- Nicknames: Bra Max, Percy
- Born: 1937 Bloemfontein, South Africa
- Died: 2002 (aged 64–65) unknown
- Allegiance: South Africa
- Branch: South African Army; uMkhonto we Sizwe;
- Service years: 1961–1994 (MK); 1994–1999 (SANDF);
- Rank: Brigadier General
- Commands: uMkhonto we Sizwe
- Awards: Operational Medal for Southern Africa South Africa Service Medal Unitas (Unity) Medal
- Spouse: Mary
- Children: 1

= Percy Mokonopi =

General in the South African Army

Percy Mokonopi was a former General in the South African National Defence Force, and a former founding member of the African National Congress's military wing, uMkhonto we Sizwe (MK).

==Military career==
General Mokonopi joined MK at its inception in 1961, and immediately received military training in the Soviet Union, and in Cuba. During the 1962 Cuban Missile Crisis, he participated under the Cuban Armed Forces, as part of the uMkhonto we Sizwe contingent. In 1964, he was briefly based at Tanzania, before moving to Zambia in preparation for external deployment. He eventually was shifted away from MK activities, and was appointed as the African National Congress's Chief Representative to Angola and Finland.

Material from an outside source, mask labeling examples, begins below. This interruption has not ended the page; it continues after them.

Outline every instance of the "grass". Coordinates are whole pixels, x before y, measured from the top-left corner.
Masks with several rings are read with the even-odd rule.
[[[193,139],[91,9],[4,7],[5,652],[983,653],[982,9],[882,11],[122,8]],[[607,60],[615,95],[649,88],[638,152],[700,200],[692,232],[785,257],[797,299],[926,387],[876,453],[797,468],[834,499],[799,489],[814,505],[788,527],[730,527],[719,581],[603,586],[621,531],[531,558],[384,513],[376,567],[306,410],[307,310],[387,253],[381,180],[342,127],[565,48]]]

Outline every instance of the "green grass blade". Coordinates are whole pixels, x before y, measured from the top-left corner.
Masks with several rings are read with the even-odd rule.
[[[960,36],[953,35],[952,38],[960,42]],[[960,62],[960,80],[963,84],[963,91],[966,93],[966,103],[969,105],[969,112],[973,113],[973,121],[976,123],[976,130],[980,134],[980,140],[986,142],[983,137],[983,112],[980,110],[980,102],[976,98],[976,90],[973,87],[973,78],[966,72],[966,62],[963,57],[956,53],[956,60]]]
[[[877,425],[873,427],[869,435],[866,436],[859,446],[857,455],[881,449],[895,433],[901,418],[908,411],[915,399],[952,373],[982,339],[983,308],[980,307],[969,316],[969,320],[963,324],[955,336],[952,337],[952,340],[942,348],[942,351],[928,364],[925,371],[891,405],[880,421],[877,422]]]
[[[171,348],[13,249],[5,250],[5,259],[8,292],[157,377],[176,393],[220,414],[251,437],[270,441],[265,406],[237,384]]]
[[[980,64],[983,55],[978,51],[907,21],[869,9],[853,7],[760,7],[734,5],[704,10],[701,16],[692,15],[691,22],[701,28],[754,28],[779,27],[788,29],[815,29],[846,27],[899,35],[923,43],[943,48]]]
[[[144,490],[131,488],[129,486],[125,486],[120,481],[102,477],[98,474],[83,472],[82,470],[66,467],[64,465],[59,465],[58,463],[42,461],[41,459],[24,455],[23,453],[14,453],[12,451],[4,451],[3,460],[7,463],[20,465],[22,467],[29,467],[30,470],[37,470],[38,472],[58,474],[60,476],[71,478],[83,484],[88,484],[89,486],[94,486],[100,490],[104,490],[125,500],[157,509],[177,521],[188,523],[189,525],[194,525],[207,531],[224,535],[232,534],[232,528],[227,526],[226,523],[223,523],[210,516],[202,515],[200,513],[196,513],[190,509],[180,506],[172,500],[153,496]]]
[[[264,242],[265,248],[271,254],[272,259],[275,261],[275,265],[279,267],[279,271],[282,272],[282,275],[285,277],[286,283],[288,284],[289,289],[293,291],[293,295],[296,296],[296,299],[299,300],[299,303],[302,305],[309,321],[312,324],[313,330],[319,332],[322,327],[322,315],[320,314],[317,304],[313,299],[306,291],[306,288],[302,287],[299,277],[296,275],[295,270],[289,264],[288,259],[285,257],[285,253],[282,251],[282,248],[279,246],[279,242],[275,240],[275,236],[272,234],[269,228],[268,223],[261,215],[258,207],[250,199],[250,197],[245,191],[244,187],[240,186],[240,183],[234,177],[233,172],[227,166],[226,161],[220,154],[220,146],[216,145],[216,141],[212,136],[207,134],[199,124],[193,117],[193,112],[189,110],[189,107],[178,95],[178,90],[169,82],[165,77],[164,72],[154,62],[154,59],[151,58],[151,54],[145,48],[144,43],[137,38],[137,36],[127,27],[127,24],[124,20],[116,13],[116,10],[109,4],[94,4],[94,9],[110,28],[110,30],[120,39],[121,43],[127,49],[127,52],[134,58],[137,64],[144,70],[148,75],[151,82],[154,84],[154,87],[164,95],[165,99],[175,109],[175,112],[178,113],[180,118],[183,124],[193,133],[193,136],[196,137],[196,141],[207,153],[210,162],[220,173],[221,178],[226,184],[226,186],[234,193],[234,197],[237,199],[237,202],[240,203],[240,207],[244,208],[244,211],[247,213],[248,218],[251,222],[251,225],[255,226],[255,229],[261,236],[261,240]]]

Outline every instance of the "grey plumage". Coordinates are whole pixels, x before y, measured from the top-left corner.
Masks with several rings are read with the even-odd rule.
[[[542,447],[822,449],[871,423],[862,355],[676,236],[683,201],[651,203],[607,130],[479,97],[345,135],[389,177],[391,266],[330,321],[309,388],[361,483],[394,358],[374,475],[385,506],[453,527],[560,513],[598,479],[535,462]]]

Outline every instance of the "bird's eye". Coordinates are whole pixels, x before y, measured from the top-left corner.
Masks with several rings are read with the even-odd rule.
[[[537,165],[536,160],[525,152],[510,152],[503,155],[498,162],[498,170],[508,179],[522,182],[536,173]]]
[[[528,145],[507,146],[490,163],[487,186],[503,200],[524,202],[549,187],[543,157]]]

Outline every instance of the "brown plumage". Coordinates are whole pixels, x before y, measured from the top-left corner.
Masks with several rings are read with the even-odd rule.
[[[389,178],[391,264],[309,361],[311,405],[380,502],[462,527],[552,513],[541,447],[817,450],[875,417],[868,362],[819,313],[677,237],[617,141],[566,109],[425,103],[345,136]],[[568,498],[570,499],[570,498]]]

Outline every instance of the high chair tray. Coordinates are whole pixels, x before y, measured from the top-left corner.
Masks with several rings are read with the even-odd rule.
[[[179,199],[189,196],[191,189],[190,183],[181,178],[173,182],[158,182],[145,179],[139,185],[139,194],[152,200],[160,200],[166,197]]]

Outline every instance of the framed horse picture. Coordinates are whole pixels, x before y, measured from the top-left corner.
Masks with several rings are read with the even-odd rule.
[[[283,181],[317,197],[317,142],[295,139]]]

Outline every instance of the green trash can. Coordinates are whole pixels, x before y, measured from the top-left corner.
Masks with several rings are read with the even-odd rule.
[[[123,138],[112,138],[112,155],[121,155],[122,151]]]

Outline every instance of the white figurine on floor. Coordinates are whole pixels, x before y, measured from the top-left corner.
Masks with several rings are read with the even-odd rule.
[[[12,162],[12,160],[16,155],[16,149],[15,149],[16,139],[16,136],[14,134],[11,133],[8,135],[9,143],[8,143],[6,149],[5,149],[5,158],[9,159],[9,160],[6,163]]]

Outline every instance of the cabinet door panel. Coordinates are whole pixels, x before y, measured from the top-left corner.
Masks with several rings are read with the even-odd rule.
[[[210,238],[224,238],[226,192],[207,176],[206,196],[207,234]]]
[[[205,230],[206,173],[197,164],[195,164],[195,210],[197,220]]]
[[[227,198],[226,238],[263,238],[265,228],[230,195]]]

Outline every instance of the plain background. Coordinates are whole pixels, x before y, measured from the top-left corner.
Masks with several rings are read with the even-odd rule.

He later served on the World Peace Council, at its headquarters in Helsinki. He later joined the South African National Defence Force, when MK was incorporated into it in 1994 as a Brigadier General. Mokonopi was placed on special leave with full pay in 1999, after a string of misdemeanors.

==Disappearance==
Mokonopi went missing in 2002, a couple of weeks after he was featured on the Documentary "Twelve Disciples of Nelson Mandela", and has never been found. He was survived by his wife, Mary, who died shortly after, and one child.